The Shadows II complete portfolio by Andy Warhol is part of his larger Shadows series, which consists of 102 individual works installed to form one continuous piece. Each print from Shadows is unique, and the portfolios are assembled in mixed variations.
These obscure forms are each printed in varying colors throughout the massive series. The Shadows project was originally conceived as room decoration, referring to this multiple part work as “disco-décor”. The large scale and color Warhol used in this work kept the viewer guessing what the subject might be, without looking at the title. The use of black in most of the prints portrays a dark moody feeling throughout the series—a feeling is elevated by the work’s deviation from the majority of Andy Warhol’s catalog. At the time of the Shadows prints’ release, Warhol had been creating celebrity portraits and vibrant Pop Art images. Such a foray into dark, abstract art isolates the work from Warhol’s typical artistic tendencies. The Shadows II prints are big, dark, and colorful filmstrip-inspired images that evoke experimental film and the drones of the Velvet Underground. The work is mysterious and subtle, as only slight variations in shape and color separate each print from one another.
The Shadows II complete portfolio was published in 1979, in collaboration with Warhol’s “master” printer Rupert Jasen Smith. The same year, the Shadows works were exhibited at the Heiner Freidrich gallery in New York. According to MOCA director Philippe Vergne, Warhol himself never saw all 102 panels of the Shadows portfolio together. He gave no instructions on the order in which to hang them and the pieces are not numbered; they are meant to be hung at random. Perhaps leaving room for play, Warhol allowed viewers to have a new experience each time the panels are installed. This idea evokes a new concept, which is not seen in any of Warhol’s other works, as most of his pieces—although they are organized into portfolios—are perfectly appropriate to hang individually. Vergne also said that Warhol “dreamed” of having the Shadows works grace the walls of Studio 54, where they would realize their true form as “disco-décor,” as Warhol called it. Moreover, Warhol did use the Shadows works as a backdrop in a fashion photoshoot for Interview magazine.
Philippe Vergne describes Warhol’s Shadows suites as, “the line between the American dream and the American death. They are as dark as they are glamorous.” The individual interpretation each viewer has with the work makes this a powerful series in that unlike Warhol’s other works, Shadows is less straightforward nor is it meant to showcase a Pop Art technique.
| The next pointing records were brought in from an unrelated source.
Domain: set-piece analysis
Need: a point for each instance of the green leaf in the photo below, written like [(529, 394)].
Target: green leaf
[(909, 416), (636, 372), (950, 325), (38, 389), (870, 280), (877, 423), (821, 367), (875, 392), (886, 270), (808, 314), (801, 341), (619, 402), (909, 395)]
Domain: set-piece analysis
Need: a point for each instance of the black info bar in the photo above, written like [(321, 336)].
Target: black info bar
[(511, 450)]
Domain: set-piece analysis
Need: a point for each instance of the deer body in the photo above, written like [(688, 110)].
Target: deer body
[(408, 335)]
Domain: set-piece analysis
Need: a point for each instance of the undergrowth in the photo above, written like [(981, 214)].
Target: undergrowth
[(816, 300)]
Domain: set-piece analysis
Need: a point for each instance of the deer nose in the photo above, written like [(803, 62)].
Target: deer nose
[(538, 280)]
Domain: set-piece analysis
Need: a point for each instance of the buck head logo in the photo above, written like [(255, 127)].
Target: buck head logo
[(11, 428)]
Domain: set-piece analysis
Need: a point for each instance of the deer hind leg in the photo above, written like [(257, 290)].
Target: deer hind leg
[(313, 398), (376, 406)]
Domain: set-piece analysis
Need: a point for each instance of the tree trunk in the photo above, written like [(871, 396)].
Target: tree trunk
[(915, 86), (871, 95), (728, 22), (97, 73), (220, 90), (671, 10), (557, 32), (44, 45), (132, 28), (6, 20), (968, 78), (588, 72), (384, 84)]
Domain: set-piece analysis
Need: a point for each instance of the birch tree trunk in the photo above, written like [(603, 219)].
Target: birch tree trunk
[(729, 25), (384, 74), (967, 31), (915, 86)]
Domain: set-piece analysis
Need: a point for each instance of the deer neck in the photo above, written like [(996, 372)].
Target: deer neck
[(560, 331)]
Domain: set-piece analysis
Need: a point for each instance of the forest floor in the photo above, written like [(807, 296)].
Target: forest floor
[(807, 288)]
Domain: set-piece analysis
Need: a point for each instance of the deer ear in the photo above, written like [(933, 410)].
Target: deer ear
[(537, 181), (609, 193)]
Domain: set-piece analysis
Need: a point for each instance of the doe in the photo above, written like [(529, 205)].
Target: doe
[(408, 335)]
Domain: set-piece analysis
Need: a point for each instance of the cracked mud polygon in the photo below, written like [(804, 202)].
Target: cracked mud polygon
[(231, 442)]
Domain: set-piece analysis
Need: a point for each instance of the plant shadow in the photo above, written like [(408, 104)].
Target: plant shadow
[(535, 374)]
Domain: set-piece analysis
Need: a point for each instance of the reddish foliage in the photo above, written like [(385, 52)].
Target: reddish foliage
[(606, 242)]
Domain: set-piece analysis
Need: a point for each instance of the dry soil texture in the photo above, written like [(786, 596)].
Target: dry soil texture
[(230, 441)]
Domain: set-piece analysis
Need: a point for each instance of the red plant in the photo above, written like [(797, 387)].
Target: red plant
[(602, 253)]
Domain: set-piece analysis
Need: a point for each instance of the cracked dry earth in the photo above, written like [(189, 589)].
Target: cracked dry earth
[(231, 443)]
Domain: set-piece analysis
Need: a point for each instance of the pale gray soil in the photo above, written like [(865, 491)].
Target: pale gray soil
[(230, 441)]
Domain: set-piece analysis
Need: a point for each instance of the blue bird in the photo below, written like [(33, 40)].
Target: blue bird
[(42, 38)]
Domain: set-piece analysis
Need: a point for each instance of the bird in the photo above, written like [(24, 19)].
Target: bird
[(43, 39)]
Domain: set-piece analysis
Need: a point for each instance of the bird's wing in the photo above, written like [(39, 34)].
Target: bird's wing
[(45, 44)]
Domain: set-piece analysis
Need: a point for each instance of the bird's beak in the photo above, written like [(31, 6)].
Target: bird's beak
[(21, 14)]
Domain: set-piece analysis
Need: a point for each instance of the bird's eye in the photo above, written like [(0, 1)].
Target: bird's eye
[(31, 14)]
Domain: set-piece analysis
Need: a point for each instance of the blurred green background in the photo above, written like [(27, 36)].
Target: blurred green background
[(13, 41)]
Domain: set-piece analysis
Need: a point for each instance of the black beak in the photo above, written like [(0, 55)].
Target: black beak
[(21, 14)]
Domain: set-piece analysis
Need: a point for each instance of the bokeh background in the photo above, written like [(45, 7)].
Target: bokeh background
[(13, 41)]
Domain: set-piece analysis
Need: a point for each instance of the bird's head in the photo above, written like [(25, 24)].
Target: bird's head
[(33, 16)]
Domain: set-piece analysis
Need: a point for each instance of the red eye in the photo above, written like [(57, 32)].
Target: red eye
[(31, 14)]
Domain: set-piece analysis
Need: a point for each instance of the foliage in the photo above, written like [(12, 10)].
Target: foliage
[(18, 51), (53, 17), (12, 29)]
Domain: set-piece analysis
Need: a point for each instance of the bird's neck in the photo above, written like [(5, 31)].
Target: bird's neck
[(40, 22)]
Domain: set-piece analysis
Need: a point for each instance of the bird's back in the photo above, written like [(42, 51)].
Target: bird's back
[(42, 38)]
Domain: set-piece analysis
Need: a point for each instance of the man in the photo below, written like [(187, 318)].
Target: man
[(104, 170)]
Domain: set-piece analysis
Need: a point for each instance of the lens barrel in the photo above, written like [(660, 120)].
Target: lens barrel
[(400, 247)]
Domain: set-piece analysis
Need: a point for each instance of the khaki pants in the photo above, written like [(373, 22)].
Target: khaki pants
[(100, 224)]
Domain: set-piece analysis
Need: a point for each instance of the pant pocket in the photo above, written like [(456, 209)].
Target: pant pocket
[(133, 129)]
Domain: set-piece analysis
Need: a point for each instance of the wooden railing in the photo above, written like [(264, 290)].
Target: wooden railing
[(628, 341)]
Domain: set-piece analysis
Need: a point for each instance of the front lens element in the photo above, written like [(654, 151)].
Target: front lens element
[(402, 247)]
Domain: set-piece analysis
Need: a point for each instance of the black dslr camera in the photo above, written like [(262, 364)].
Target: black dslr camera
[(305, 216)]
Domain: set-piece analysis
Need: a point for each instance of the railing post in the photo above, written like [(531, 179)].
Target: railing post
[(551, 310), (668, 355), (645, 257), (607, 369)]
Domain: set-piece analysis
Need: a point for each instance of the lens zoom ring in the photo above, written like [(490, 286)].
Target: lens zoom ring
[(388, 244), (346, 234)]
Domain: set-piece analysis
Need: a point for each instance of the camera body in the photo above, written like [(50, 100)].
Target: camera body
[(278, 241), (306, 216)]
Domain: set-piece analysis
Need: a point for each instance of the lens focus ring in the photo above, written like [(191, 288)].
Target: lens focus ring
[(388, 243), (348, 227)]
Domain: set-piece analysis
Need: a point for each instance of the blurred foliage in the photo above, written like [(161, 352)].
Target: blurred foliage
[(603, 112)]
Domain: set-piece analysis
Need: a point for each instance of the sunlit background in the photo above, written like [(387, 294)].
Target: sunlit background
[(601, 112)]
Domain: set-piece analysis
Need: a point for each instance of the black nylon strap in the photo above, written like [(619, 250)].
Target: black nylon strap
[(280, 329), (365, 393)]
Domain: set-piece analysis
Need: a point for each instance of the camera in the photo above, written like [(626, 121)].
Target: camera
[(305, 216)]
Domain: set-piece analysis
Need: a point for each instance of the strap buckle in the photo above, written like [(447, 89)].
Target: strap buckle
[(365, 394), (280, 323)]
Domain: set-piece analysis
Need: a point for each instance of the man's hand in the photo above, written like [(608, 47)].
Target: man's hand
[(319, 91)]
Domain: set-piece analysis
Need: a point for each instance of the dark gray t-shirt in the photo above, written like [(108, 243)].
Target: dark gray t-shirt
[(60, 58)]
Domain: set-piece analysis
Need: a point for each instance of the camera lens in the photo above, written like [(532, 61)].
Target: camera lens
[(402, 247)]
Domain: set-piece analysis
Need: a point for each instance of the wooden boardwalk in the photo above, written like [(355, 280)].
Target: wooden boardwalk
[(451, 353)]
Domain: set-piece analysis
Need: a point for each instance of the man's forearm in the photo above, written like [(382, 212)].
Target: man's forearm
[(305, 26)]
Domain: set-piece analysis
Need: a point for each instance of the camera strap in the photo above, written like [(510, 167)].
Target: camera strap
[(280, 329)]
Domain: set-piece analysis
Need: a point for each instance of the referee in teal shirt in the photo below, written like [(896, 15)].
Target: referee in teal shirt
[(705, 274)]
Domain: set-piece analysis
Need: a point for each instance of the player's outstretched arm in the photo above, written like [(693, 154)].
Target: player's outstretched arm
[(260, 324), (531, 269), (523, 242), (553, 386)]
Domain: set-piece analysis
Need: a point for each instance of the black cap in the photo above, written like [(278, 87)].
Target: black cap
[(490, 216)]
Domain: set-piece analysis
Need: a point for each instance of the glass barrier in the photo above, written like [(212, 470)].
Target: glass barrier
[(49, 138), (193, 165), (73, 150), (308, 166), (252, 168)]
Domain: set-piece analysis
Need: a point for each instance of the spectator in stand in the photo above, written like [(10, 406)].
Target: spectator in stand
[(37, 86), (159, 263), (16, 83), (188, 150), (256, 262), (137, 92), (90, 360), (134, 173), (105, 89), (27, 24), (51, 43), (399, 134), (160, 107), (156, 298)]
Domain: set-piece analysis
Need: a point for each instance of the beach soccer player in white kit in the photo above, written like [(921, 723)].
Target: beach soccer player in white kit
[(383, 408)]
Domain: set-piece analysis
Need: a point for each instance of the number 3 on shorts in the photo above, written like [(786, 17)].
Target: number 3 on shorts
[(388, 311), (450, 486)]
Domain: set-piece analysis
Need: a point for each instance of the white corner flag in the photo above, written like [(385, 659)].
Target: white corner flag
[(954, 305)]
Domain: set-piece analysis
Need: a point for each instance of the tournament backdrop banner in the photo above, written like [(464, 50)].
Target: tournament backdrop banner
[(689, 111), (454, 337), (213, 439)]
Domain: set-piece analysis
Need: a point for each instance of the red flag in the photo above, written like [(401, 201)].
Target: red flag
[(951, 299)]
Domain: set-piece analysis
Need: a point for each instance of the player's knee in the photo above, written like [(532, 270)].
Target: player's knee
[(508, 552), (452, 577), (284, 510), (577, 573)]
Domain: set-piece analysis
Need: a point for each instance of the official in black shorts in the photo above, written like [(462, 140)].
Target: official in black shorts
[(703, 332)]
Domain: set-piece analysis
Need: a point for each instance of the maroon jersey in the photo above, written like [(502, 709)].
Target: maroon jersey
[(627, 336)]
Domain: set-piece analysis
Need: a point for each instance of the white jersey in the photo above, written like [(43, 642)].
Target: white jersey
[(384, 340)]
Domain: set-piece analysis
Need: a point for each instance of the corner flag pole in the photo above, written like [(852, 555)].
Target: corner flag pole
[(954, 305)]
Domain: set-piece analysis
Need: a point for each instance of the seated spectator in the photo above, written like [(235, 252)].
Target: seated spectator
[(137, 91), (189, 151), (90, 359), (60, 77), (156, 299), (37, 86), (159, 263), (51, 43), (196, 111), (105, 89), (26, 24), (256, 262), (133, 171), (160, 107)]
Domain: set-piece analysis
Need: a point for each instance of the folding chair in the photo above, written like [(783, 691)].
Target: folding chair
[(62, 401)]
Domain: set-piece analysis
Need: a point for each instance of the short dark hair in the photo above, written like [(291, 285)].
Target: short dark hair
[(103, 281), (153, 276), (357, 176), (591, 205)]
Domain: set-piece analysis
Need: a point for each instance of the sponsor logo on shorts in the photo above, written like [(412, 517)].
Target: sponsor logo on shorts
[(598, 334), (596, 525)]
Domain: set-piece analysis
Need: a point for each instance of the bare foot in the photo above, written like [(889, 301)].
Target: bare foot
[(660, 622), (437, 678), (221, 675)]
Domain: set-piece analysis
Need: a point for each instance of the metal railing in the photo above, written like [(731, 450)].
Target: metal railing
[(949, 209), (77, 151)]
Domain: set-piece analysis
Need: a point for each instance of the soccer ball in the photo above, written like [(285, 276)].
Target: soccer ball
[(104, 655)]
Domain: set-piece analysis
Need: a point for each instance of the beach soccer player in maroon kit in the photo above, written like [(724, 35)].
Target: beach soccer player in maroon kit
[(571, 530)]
The orginal 74 x 52 inch canvases reinforce the American ideal of “bigger is better.” Perhaps the abstract depiction could trigger us to believe Warhol was pointing out that for most things in life we believe that bigger is better, and that he did not feel the need to showcase actual objects that fit this phrase. The Shadows II complete portfolio includes (FS II.210-215). The greater Shadows print series includes Shadows I (FS II.204-209), Shadows II (FS II.210-215), Shadows III (FS II.216-221), Shadows IV (FS II.222-223) and Shadows V (FS II.224-225).
The Shadows II Complete Portfolio as part of Andy Warhol’s Larger Body of Work
Warhol is well known for his images of popular culture and the repetition of those images. Although Shadows II diverts from the traditional mass media objects that Warhol famously created, the series illustrates his interest in creating works that all bear the same compositional aspects, yet are still able to hold onto their individual uniqueness. Unlike many of his other works, the various pieces of Shadows are only fully appreciated when all showcased in unison. Warhol published Shadows II in 1979 under his own name in collaboration with his preferred printer, Rupert Jasen Smith, who also inspired Warhol to use diamond dust. The sparkling effect of diamond dust can be seen in other works like Warhol’s Double Mickey Mouse, Shoes, and Grapes.